---
name: extract-moves-from-video
description: Guidance for extracting text-based game commands, moves, or inputs from video recordings using OCR and frame analysis. This skill applies when extracting user inputs from screen recordings of text-based games (Zork, interactive fiction), terminal sessions, or any video where typed commands need to be recovered. It covers OCR preprocessing, region-of-interest extraction, domain-aware validation, and deduplication strategies.
---

# Extract Moves from Video

This skill provides structured guidance for extracting text-based commands or moves from video recordings, particularly for text-based games, terminal sessions, or any screen recording where typed inputs need to be recovered.

## When to Use This Skill

This skill applies when:
- Extracting game commands from recordings of text-based games (Zork, interactive fiction, MUDs)
- Recovering typed inputs from terminal session recordings
- Extracting user commands from any screen recording where text input is visible
- OCR-based extraction of sequential text entries from video

## Strategic Approach

### Phase 1: Environment Assessment

Before processing, assess the available tools and estimate resource requirements:

1. **Check available tools in one comprehensive sweep:**
   - FFmpeg for frame extraction
   - OCR engines (tesseract, pytesseract)
   - Image processing libraries (opencv-python, Pillow)
   - Python environment and package managers (pip, uv, conda)

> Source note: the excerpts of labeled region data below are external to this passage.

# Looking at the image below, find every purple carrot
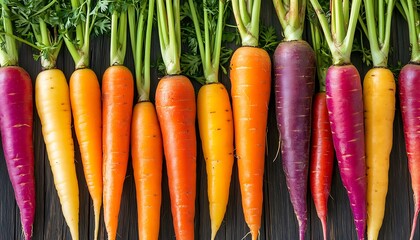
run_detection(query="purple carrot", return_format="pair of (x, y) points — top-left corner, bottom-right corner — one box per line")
(326, 65), (366, 239)
(399, 63), (420, 239)
(0, 66), (35, 240)
(274, 40), (316, 239)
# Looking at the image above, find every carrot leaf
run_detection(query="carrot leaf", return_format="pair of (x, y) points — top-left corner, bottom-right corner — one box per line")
(232, 0), (261, 47)
(0, 0), (18, 67)
(273, 0), (306, 41)
(181, 0), (236, 84)
(157, 0), (181, 75)
(60, 0), (111, 69)
(361, 0), (396, 67)
(307, 5), (332, 92)
(128, 0), (155, 101)
(0, 0), (62, 69)
(310, 0), (362, 65)
(397, 0), (420, 63)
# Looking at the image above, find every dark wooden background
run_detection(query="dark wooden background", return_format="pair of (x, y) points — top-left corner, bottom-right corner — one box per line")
(0, 0), (420, 240)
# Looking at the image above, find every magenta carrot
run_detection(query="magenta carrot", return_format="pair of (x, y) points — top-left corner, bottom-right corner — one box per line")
(310, 0), (367, 239)
(0, 1), (35, 240)
(308, 10), (334, 240)
(273, 0), (315, 237)
(398, 0), (420, 240)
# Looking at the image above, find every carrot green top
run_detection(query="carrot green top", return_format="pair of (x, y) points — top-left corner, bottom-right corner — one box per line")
(273, 0), (306, 41)
(360, 0), (396, 67)
(188, 0), (226, 83)
(397, 0), (420, 63)
(0, 0), (18, 67)
(310, 0), (362, 65)
(308, 6), (331, 92)
(232, 0), (261, 47)
(157, 0), (181, 75)
(110, 0), (128, 66)
(2, 0), (62, 69)
(60, 0), (110, 69)
(128, 0), (155, 101)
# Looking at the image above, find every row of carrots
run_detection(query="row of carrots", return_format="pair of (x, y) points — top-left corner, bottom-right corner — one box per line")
(0, 0), (420, 240)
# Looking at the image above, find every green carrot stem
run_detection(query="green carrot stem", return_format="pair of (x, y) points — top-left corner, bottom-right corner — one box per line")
(0, 1), (19, 67)
(232, 0), (261, 47)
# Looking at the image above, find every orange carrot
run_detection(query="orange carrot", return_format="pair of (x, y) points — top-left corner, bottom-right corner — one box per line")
(70, 68), (102, 239)
(61, 0), (109, 240)
(128, 0), (163, 240)
(102, 66), (134, 240)
(230, 47), (271, 239)
(230, 0), (271, 240)
(156, 75), (197, 240)
(131, 102), (163, 239)
(155, 0), (197, 240)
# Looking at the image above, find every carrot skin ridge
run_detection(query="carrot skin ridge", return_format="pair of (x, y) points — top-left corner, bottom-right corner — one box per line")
(0, 66), (35, 240)
(230, 47), (271, 240)
(131, 101), (163, 239)
(69, 68), (102, 239)
(155, 75), (197, 240)
(274, 40), (316, 239)
(399, 63), (420, 240)
(102, 66), (134, 240)
(326, 65), (367, 239)
(35, 69), (79, 240)
(197, 83), (234, 239)
(309, 92), (334, 240)
(363, 68), (396, 239)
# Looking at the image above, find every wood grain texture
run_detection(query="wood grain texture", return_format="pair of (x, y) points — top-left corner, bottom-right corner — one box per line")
(0, 0), (420, 240)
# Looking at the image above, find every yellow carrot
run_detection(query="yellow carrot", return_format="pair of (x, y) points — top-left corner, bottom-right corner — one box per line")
(35, 69), (79, 240)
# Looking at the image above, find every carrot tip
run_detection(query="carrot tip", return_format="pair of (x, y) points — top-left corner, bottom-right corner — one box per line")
(410, 204), (420, 240)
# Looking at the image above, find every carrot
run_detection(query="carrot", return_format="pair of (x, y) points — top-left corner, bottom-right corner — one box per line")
(273, 0), (315, 239)
(397, 0), (420, 240)
(155, 0), (197, 240)
(310, 0), (367, 239)
(35, 69), (79, 240)
(363, 67), (395, 239)
(309, 92), (334, 240)
(308, 10), (334, 240)
(0, 4), (36, 240)
(63, 0), (106, 239)
(361, 1), (396, 240)
(70, 68), (102, 239)
(188, 0), (234, 240)
(128, 0), (163, 239)
(230, 0), (271, 240)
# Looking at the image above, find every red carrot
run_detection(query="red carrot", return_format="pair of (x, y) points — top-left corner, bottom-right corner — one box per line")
(310, 0), (366, 239)
(0, 1), (35, 240)
(273, 0), (315, 237)
(308, 6), (334, 240)
(397, 0), (420, 240)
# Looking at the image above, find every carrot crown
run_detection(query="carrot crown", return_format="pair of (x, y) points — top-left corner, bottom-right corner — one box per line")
(310, 0), (362, 65)
(307, 5), (331, 92)
(157, 0), (181, 75)
(273, 0), (306, 41)
(60, 0), (111, 69)
(110, 0), (127, 66)
(232, 0), (261, 47)
(0, 0), (18, 67)
(128, 0), (155, 101)
(188, 0), (226, 83)
(397, 0), (420, 63)
(0, 0), (62, 69)
(359, 0), (396, 67)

2. **Analyze video characteristics:**
   - Duration and frame rate
   - Resolution and text clarity
   - Location of command input area (typically fixed position)
   - Text color contrast against background

3. **Estimate processing time:**
   - Benchmark OCR on 3-5 sample frames before full processing
   - Calculate expected total time based on frame count and benchmark

### Phase 2: Region of Interest (ROI) Identification

**Critical optimization**: Identify and crop to the command input region before OCR.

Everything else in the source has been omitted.